LanceDB: Your Trusted Steed in the Joust Against Data Complexity

LanceDB: Your Trusted Steed in the Joust Against Data Complexity

Built on Lance, an open-source columnar data format, LanceDB has some interesting features that make it attractive for AI/ML. For example, LanceDB supports explicit and implicit vectorization with the ability to handle various data types. LanceDB is integrated with leading ML frameworks such as PyTorch and TensorFlow. Cooler still is LanceDB’s fast neighbor search which enables efficient retrieval of similar vectors using approximate nearest neighbor algorithms. All of these combine to create a vector database that is fast, easy to use and so lightweight it can be deployed anywhere.

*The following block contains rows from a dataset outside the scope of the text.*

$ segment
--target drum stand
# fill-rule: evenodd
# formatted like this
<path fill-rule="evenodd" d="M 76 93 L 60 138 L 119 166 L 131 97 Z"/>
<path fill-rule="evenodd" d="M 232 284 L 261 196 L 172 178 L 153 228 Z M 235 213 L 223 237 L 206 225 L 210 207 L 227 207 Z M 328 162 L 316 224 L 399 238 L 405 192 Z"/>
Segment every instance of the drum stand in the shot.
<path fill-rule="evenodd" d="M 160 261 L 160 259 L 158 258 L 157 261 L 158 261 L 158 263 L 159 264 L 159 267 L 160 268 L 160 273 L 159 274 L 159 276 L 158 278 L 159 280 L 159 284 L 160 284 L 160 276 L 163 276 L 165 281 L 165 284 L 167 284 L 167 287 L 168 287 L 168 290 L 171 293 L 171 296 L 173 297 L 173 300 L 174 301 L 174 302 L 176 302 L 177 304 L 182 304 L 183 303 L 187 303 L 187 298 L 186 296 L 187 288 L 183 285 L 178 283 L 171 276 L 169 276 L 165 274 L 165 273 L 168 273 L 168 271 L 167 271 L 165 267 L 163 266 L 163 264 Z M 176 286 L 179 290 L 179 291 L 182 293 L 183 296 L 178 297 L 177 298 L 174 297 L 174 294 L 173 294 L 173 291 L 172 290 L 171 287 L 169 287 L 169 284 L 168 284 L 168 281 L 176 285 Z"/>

LanceDB is capable of querying data in S3-compatible object storage. This combination is optimal for building high-performance, scalable, and cloud-native ML data storage and retrieval systems. MinIO brings performance and unparalleled flexibility across diverse hardware, locations, and cloud environments to the equation, making it the natural choice for such deployments.

Upon completion of this tutorial, you will be prepared to use LanceDB and MinIO to joust with any data challenge. 

What is Lance?

The Lance file format is a columnar data format optimized for ML workflows and datasets. It is designed to be easy and fast to version, query, and use for training, and is suitable for various data types, including images, videos, 3D point clouds, audio, and tabular data. Additionally, it supports high-performance random access: with Lance reporting benchmarks of 100 times faster than Parquet in queries. Lance’s speed is in part the result of being implemented in Rust, and its cloud-native design which includes features like zero-copy versioning and optimized vector operations.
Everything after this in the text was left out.